Quiet seems more complete when the heater’s blowers die, and the outside noises that our inside noises erase suddenly become audible—the L roaring past, tires crushing snow, a whoop of laughter into a cell phone. Inside, everything is still but an insulating film over the fireplace, a covering my wife added during bitter cold two weeks ago. It bellows with drafts and winds, and I imagine it as a giant eardrum, sighing on its own as it gathers every vibration and variation of pressure.
The house is so still this morning, I see myself in every object and perceive them as companionable. My family shares our home with things we admired, wanted, needed, received, surrendered to. Sometimes these things have their own voices, announcing their provenance as your eye falls on them:
- a drawing an art teacher at my old school gave me, a casual doodle that once seemed the dissected limb of an alien but now, sun worn, returns to whiteness again.

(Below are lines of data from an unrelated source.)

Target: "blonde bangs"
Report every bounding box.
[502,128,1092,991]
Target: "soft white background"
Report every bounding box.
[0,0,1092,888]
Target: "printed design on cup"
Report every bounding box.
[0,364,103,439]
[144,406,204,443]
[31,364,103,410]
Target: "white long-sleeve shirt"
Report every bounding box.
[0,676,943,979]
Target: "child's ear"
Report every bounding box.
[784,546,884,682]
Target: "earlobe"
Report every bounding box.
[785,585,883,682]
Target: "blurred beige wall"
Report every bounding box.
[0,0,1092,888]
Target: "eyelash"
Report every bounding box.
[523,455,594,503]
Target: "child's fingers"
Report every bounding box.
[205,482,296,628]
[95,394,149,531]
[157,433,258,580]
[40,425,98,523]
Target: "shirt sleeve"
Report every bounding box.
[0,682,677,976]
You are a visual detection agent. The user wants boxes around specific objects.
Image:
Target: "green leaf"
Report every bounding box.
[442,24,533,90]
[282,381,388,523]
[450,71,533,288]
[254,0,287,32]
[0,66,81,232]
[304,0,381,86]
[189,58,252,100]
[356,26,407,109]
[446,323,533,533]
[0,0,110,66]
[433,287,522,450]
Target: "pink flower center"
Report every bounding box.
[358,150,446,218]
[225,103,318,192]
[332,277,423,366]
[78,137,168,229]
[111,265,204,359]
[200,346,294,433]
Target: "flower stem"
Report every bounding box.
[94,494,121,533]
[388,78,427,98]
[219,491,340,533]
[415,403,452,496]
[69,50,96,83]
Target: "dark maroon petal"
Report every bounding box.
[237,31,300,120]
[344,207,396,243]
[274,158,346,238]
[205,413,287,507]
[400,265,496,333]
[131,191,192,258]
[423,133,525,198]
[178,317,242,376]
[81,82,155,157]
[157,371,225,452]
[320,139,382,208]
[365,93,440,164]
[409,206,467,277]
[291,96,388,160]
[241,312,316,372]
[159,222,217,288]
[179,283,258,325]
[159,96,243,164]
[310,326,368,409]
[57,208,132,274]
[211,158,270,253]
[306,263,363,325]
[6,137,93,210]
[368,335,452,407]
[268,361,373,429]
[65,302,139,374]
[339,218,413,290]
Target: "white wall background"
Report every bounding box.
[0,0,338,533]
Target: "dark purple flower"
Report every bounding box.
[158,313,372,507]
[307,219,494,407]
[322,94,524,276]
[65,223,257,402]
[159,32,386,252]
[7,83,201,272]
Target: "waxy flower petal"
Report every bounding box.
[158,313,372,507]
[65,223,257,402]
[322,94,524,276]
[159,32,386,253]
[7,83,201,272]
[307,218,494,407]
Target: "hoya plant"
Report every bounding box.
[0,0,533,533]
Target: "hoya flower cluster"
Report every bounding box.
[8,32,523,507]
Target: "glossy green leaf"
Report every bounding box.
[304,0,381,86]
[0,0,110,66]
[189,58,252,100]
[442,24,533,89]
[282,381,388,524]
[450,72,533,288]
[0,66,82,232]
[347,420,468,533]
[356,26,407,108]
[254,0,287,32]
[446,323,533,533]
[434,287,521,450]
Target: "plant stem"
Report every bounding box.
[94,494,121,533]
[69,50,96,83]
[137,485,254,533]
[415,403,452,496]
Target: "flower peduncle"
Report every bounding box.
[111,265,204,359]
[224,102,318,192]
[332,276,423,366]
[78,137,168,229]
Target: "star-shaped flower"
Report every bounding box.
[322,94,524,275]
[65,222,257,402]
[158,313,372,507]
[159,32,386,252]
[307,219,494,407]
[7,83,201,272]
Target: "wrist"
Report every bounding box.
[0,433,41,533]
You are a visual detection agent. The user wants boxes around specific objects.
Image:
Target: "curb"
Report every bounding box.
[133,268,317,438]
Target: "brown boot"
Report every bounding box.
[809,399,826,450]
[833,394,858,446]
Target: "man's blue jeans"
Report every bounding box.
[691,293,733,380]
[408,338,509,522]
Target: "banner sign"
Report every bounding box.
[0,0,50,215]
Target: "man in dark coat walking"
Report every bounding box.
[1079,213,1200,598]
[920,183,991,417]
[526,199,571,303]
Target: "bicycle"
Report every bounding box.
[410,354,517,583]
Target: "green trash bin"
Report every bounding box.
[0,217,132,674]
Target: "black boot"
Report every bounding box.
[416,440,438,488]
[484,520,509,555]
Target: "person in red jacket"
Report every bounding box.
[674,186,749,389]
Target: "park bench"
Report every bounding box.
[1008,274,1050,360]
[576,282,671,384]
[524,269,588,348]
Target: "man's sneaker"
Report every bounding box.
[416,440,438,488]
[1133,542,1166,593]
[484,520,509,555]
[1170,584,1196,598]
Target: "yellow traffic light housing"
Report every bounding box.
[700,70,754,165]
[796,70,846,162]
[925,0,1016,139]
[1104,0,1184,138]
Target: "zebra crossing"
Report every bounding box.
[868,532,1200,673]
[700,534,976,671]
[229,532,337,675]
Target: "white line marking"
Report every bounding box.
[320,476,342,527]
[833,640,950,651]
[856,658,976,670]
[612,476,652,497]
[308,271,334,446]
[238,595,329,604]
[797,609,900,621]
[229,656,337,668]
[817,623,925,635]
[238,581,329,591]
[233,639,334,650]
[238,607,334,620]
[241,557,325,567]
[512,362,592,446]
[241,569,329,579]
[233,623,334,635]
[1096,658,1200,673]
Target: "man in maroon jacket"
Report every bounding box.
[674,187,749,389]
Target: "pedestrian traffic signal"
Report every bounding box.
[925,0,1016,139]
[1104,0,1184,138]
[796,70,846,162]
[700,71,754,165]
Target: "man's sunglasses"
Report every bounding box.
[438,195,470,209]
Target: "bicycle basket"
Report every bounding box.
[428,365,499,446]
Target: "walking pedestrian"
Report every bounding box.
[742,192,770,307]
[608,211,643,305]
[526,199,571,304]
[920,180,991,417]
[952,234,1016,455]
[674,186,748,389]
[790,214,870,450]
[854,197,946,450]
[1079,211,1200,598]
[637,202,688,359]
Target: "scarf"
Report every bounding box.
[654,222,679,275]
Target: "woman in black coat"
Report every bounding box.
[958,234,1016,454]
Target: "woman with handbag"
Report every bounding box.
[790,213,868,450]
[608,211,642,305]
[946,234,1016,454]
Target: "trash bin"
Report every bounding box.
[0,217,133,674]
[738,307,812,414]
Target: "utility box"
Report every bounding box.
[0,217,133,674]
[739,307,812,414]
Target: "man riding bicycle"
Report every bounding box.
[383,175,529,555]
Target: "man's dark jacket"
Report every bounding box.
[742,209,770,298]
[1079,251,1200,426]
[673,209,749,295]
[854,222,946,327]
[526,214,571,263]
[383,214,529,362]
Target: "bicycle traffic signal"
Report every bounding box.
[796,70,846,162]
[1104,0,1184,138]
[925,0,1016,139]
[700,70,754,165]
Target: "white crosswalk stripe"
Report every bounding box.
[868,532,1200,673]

- my daughter’s backpack beached beside the chair we threw it out of
- boots and shoes on a mat by the door, speaking the desperation with which they were thrown off, home at last—their hulls bump as if some unseen current moved them
- the cutting board squeezed between the drainer and the sink wall in the part we never use, the board’s face scratched and scarred with incidental art
- a nearly finished sweater, a Christmas present from mother to daughter—green nearly black in the twilight this time of day—draped over the back of the couch and trailing yarn to the floor. It looks marine to me, a sinuous creature attenuated by life in the sea and unsuited to gravity
- a badly stacked pile of folded New York Times Book Reviews, all unread, their half-faces staring up blankly
Meanwhile, as I create this list, the day stirs. Three floors down, someone scrapes the sidewalk of last night’s snow. Upstairs, my wife clicks the computer mouse. These noises don’t advance time as a watch ticking does, but, irregular as they are, they mark moments as well, alerting me to the doing I ought to start too. The L passes. The heater kicks to life—the blower followed by the throat-clearing ignition of flames to heat air. No silence will stay. I can’t stay. Light, even the gray light of an overcast day, demands motion.
Maybe things watch me as I do them, each of us having our instant of visibility, our utterance, our place, our beginning, our purpose. Something calls us, and we are. Something prods me on.